К опасности, связанной с людьми, добавлялись природные опасности: Три Марии практически соединялись с мысом Корриентес протяжёнными мелями. Даже если бы команда «Минервы» спасла с галеона новейшие испанские карты, пользы бы это не принесло: сильные течения постоянно сносили песок, и очертания мелей менялись от прилива к отливу. Уверенно провести корабль через здешние воды могли бы только вышеупомянутые пираты. Впрочем, даже окажись они англичанами, ещё неизвестно, сочли бы они себя естественными союзниками «Минервы», французы же, безусловно, были бы врагами.
Однако на берегах Марии-Мадре, Марии-Магдалены и Марии-Клеофас обнаружились лишь несколько заброшенных бивуаков, частью пустых, частью населённых жалкими оборванцами, которые при виде «Минервы» начинали палить в воздух — видимо, надеялись, что корабль подойдёт ближе.
— Пираты нынешнего урожая, если кто из них вообще обогнул мыс Горн, зимуют на Галапагосах, — сказал ван Крюйк как-то вечером, ужиная мясом черепах, выловленных с баркаса.
— Единственные пираты здесь — мы, — заметил Даппа.
Это не понравилось ван Крюйку, зато произвело впечатление на Эдмунда де Ата и Елизавету де Обрегон. Они раньше всех встали из-за стола, отошли к гакаборту и в тысячный раз принялись что-то обсуждать. «Будут всю ночь переписывать свои треклятые письма», — пообещал Джек.
На следующий день Эдмунд и Елизавета вновь совещались и вновь переписывали письма. «Минерва» бросила якорь у Марии Мадре (самого большого из трёх островов). Баркас, гружённый чем-то тяжёлым, совершил несколько рейсов между кораблем и берегом. Обоих пассажиров заперли на это время в каютах, а видеть из окон, что в баркасе, они не могли — груз закрывала парусина. В трюм их не пускали. Напрашивалось предположение, что ртуть закапывают на берегу, а вместо неё везут на корабль балласт. Однако это могла быть игра в напёрстки, и в таком случае ртуть просто возили туда-обратно.
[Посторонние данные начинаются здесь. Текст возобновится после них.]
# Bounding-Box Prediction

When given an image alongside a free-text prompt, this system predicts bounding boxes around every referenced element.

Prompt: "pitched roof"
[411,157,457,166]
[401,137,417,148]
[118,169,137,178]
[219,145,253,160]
Спектакль повторился через два дня на мысе Корриентес, и лишь после этого ван Крюйк отдал долгожданный приказ: идти с попутным вирасоном к Новой Галисии, самой северной части обжитого побережья. Вулканические горы этого края казались голыми и бесприютными, но когда зашло солнце, с «Минервы» увидели сигнальный огонь на вершине и поняли, что их заметили дозорные. Это значило, что сейчас гонец во весь опор мчит в Мехико, за пятьсот миль по опасной горной дороге, чтобы сообщить о появлении идущего с запада корабля. Елизавета де Обрегон сказала, что теперь всё население Мехико (почти целиком состоящее из монахов и монахинь, поскольку вся земля в городе принадлежит церкви) будет молиться дни и ночи напролёт, пока от дозорных, расставленных дальше на побережье, не придут письма с подтверждением, что это и впрямь манильский галеон.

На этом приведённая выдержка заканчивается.